Results: Both groups demonstrated a marked reduction in NOSE scores (~80→~9; p < 0.001) with no significant between-group differences. Acoustic rhinometry confirmed postoperative enlargement of nasal cavities in both cohorts, and the overall percent changes did not differ by age. The GBI scores indicated improved QoL for all patients, with overall scores of +64.6 in the young groups compared with +51.9 in the middle-aged group, with significantly greater gains for younger adults in overall, psychological, and social domains (p < 0.05).
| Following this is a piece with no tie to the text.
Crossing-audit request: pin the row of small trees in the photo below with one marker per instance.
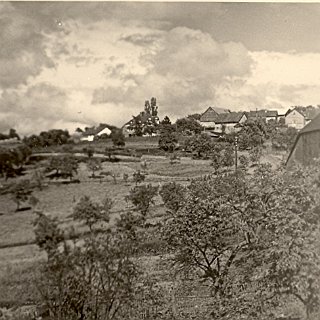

Symptom improvement correlated positively with QoL (ρ ≈ 0.45-0.58; p < 0.001).

Conclusion: Septoplasty significantly improves nasal breathing and QoL across all adult age groups. Younger patients may report greater subjective benefit, but age alone does not diminish surgical success.

Citation: Parmaksız O, Tabaru A, Rüzgar S, Akpinar M. Comparison of NOSE score, Glasgow Benefit Inventory, and acoustic rhinometry outcomes between young and middle-aged septoplasty patients. Praxis Otorhinolaryngol 2026;14(2):73- 83. https://doi.org/10.5606/kbbu.2026.26097.

Data Sharing Statement

The data that support the findings of this study are available from the corresponding author upon reasonable request.

AI Disclosure
The authors declare that artificial intelligence (AI) tools were not used, or were used solely for language editing, and had no role in data analysis, interpretation, or the formulation of conclusions. All scientific content, data interpretation, and conclusions are the sole responsibility of the authors. The authors further confirm that AI tools were not used to generate, fabricate, or ‘hallucinate’ references, and that all references have been carefully verified for accuracy.

Author Contributions

O.P., A.T.: Developed the study concept and design, performed the analysis and interpretation, and wrote the manuscript; M.A.: Supervised the study; O.P., S.R.: Were responsible for data collection and/or processing; A.T., S.R.: Conducted the literature review; M.A., S.R.: Critically reviewed the manuscript; A.T.: Handled references and fundings; O.P.: Provided the materials. All authors read and approved the final version of the manuscript.

Conflict of Interest

The authors declared no conflicts of interest with respect to the authorship and/or publication of this article.

Financial Disclosure

The authors received no financial support for the research and/or authorship of this article.